Wer jetzt wann welche Erstgeburtsrechte auf Verleih hat ist irrelevant.
Dass es einen Konflikt gibt, den sich niemand, weder Bibliotheken noch
Rechteinhaber wünschen ist klar.

Dass das kommerzielle Geschäftsmodell der Ausleihe beginnt ist jetzt auch
offensichtlich. Gerade heute hat Amazon die Ausleihe in Deutschland
gestartet, siehe Pressemeldung in Buchreport etc.

Damit Bibliotheken das Angebot an E-Book Ausleihe ausbauen können
benötigen sie Medien. Die bekommen sie entweder von Verlagen, wenn die
beiden Ausleihmodelle nicht zu sehr miteinander konkurrieren. Oder sie
müssen auf die nächste Schranke im nächste Korb hoffen. Ich halte es
angesichts der ökonomischen Bedeutung der Ausleihe für unrealistisch hier
viel zu erwarten, da der Eingriff in die Eigentumsrechte der Rechteinhaber
in diesem Konflikt bei der angedeuteten Marktentwicklung zu massiv wäre.
Realistisch ist vielleicht die Bindung an die Räumlichkeiten der Bibliothek
und an spezielle Lesegeräte. Aber bis das soweit ist vergehen Jahre.

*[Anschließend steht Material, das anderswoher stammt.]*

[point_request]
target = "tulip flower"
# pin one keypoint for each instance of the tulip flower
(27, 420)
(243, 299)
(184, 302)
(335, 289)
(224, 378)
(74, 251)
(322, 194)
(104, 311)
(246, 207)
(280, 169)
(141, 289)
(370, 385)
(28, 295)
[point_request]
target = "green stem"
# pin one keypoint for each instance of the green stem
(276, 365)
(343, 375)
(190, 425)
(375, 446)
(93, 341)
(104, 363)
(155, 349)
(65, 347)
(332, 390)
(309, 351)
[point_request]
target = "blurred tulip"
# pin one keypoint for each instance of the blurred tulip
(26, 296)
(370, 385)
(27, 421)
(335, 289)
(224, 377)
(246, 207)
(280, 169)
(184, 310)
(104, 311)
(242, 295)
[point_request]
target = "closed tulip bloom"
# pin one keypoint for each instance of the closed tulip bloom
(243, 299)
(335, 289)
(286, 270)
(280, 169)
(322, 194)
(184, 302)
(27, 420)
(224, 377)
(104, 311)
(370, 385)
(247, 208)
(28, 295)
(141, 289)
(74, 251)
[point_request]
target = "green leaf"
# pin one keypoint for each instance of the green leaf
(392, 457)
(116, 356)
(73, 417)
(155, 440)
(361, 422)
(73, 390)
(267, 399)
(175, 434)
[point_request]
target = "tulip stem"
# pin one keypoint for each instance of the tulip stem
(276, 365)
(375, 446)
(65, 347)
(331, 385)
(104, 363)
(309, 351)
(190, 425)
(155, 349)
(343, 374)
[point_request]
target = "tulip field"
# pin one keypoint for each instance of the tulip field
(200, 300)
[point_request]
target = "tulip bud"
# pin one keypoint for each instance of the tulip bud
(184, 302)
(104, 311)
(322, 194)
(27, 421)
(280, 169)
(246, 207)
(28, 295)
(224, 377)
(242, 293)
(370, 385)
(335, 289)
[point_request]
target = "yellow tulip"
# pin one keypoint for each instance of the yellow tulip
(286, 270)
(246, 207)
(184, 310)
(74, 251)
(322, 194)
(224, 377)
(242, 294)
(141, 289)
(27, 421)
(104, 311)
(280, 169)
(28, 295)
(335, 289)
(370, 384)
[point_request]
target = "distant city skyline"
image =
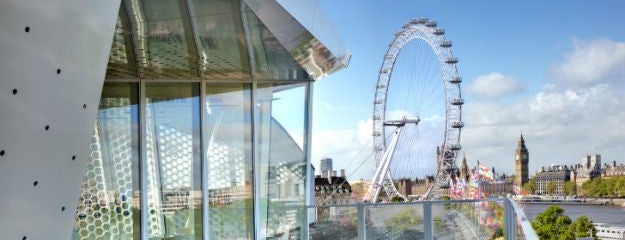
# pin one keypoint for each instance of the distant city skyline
(552, 70)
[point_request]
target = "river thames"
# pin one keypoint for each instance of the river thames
(613, 215)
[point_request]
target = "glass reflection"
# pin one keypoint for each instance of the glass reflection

Das finde ich sind ausreichend Gründe gemeinsam nach einer Lösung zu
suchen und nicht historische Feindschaften zu beschwören.

Gruss
Matthias Ulmer





Am 12.10.2012 um 08:53 ngschrieb "Mittermaier, Bernhard" <
B.Mittermaier@xxxxxxxxxxxxx <javascript:;>>:

Lieber Herr Ulmer,
wenn man Ihre Argumentation bei den E-Books akzeptiert, dann sehe ich
keinen Grund, sie für den print-Bereich nicht zu akzeptieren. Und so wird
vielleicht deutlich, dass Sie letztlich aussagen, dass die Bibliotheken den
Verlagen das Geschäft kaputt machen (gestern war ich bei einer
Veranstaltung in Frankfurt, bei der viele Verlage *mit* vielen Bibliothek
Geschäfte machen, aber das nur nebenbei).
Ich erläutere Ihnen dies durch die Methode des Substitution: Wenn ich in
dem Zitat aus boersenblatt.net "E-Book" durch "Buch", "zu speichern"
durch "ins Regal zu stellen" und "Onleihe" durch "Ausleihe" ersetze, dann
ergibt sich:

Matthias Ulmer nimmt an, dass künftig mehr *Buch*-Leser dazu übergehen
werden, Titel nicht dauerhaft *ins Regal zu stellen*, sondern nach Bedarf
auf sie zuzugreifen. In diesem Zusammenhang erwachse den Verlagen eine
Konkurrenz aus den *Ausleihe*-Angeboten der öffentlichen Bibliotheken, die
auf Dauer das Geschäftsmodell der Verlage gefährden könnten. Längst
sprächen die Bibliotheken nicht mehr ihre ursprüngliche, eher
einkommensschwache Zielgruppe an, sondern einen wesentlich größeren
Nutzerkreis. Hier steuere man auf einen Konflikt zu.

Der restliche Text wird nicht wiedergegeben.